I Didn’t Know What Good Pasta Was—Until This Morning in Chianti

This is not just pasta. Its a Tuscan love story in every bite

Sometimes, culinary revelations strike not at Michelin-starred restaurants, but in the humblest corners of the world. That’s exactly what happened to me this morning in San Casciano in Val di Pesa—a charming medieval hilltop town nestled between Florence and Siena, often called the northern gateway to Chianti.

San Casciano in Val di Pesa
San Casciano in Val di Pesa

I’d been here before. It’s one of those places where time moves slower, and you find joy in the smallest things—like the quiet rhythm of daily life, the rolling vineyards, or a scoop of hand-churned balsamic-parmesan gelato at L’Osteria del Dolce. But today, my reason for being here was simpler: errands. Nothing fancy. Or so I thought.

LOsteria del Dolce 1
L’Osteria del Dolce

Wandering through a small alimentari—a local food store I love to visit—I ran into Giuseppe, the friendly owner who always seems to know what you didn’t know you were craving. “Try this,” he said, handing me a bag of Martelli pasta with a knowing smile. “You’ll get addicted.”

artinelli
Martelli pasta

He was right. That bag of spaghetti changed something.

Martelli isn’t just pasta. It’s a heritage. Handcrafted since 1926 in Lari, a tiny Tuscan village near Pisa, by a single family. They still make it the old way: durum wheat semolina, water, salt—and patience.
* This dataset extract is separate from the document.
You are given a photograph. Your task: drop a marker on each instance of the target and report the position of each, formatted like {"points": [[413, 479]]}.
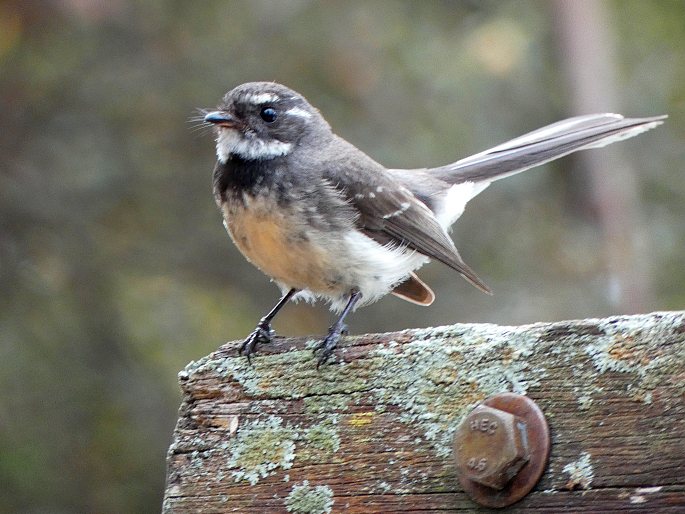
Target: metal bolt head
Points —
{"points": [[491, 446], [502, 449]]}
The drying process takes nearly 50 hours on wooden frames, allowing the pasta to develop its signature porous surface that clings to sauces like a love letter in motion.
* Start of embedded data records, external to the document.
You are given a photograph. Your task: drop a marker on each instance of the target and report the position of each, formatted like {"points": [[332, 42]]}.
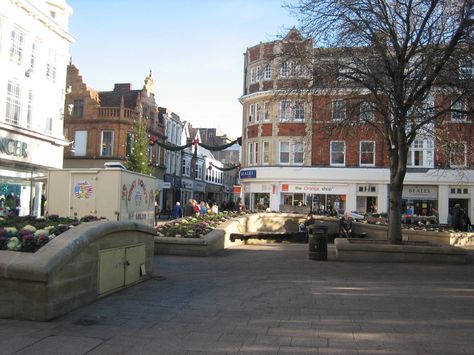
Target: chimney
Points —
{"points": [[123, 87]]}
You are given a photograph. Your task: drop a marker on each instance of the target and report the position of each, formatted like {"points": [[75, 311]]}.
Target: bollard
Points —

That’s the beauty of it. When you cook Martelli, you don’t just boil pasta—you experience texture, aroma, and a bite that reminds you why food matters.

lari
Lari

Locals have known this forever. Tourists are starting to catch on. People come from all over the world to tour the Martelli pasta factory—pilgrims of flavor, united by a shared love of the simple and the extraordinary. I’ve even found it once or twice in a specialty Italian shop in Paris.

So next time you’re in Tuscany, make a stop in Lari. Visit the Martelli family. Taste their story. Or at the very least, grab a yellow paper bag and take it home with you. It might just become your new definition of perfect pasta.

Because as I learned today: you don’t know good pasta—until you’ve had this one.